17th August. I felt very unwell today, which was the more unpleasant, as the caravan started in the evening. For several days I had been unable to take any food, and suffered from excessive lassitude. Nevertheless I left my rest, and mounted my caravan nag; I thought that change of air would be the best restorative.
Fortunately we went only a short distance beyond the city gate, and remained there during the night and the following day. We did not proceed any further until the evening of the 18th of August. The caravan only conveyed goods, and the drivers were Tartars. The journey from Natschivan to Tiflis is generally made in from twelve to fourteen days; but with my caravan, to judge from the progress we made at the commencement, it would have occupied six weeks, for on the first day we went scarcely any distance, and on the second, very little more than the first; I should have travelled quicker on foot.
19th August. It is really unbearable. During the whole day we lay in waste stubble-fields, exposed to the most scorching heat, and did not mount our horses until 9 o’clock in the evening; about an hour afterwards we halted, and encamped. The only thing good about this caravan was the food. The Tartars do not live so frugally as the Arabs. Every evening an excellent pillau was made with good-tasting fat, frequently with dried grapes or plums. Almost every day beautiful water and sugar-melons were brought to us to buy. The sellers, mostly Tartars, always selected a small lot and offered it to me as a present.
The road led continually through large, fertile valleys round the foot of Ararat. Today I saw the majestic mountain very clearly, and in tolerable proximity.

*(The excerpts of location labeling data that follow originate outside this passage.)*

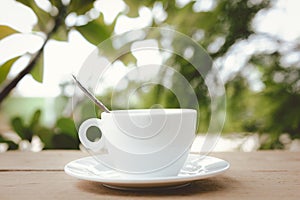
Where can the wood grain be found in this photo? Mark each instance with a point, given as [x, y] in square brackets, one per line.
[257, 175]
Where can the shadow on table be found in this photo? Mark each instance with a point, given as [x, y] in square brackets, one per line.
[217, 184]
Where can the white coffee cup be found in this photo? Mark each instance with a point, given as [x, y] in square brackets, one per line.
[143, 142]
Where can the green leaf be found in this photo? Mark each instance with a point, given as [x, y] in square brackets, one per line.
[18, 126]
[6, 31]
[61, 34]
[66, 125]
[56, 3]
[46, 136]
[5, 68]
[95, 31]
[38, 70]
[80, 7]
[45, 20]
[11, 144]
[35, 119]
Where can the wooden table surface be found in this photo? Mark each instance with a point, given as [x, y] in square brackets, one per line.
[256, 175]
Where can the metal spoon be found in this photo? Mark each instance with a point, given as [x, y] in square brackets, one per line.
[91, 96]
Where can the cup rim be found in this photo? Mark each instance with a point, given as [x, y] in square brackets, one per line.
[154, 111]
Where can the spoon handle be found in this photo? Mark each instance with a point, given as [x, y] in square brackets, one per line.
[91, 96]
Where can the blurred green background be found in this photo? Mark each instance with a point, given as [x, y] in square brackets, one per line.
[257, 54]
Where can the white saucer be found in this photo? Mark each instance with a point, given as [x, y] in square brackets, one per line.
[89, 169]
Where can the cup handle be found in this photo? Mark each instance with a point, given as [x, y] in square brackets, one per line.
[95, 146]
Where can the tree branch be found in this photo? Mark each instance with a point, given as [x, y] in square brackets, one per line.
[8, 88]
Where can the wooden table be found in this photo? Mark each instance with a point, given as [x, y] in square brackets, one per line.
[257, 175]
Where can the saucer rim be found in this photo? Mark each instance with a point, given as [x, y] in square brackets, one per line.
[144, 181]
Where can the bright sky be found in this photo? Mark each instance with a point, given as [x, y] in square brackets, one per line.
[64, 58]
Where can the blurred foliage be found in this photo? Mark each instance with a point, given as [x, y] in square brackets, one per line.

I should think we were not more than two or three miles from it. It seemed, from its magnitude, as if separated from the other mountains, and standing alone; but it is in fact, connected with the chain of Taurus by a low range of hills. Its highest summit is divided in such a way that between two peaks there is a small plain, on which it is said that Noah’s ark was left after the deluge. There are people who affirm that it would still be found there if the snow could be removed.
In the more recent treatises on geography, the height of Ararat is given as 16,000 feet; in the older ones, as 11,000. The Persians and Armenians call this mountain Macis; the Grecian writers describe it as a part of the Taurus range. Ararat is quite barren, and covered above with perpetual snow; lower down lies the cloister, Arakilvank, at the place where Noah is said to have taken up his first abode.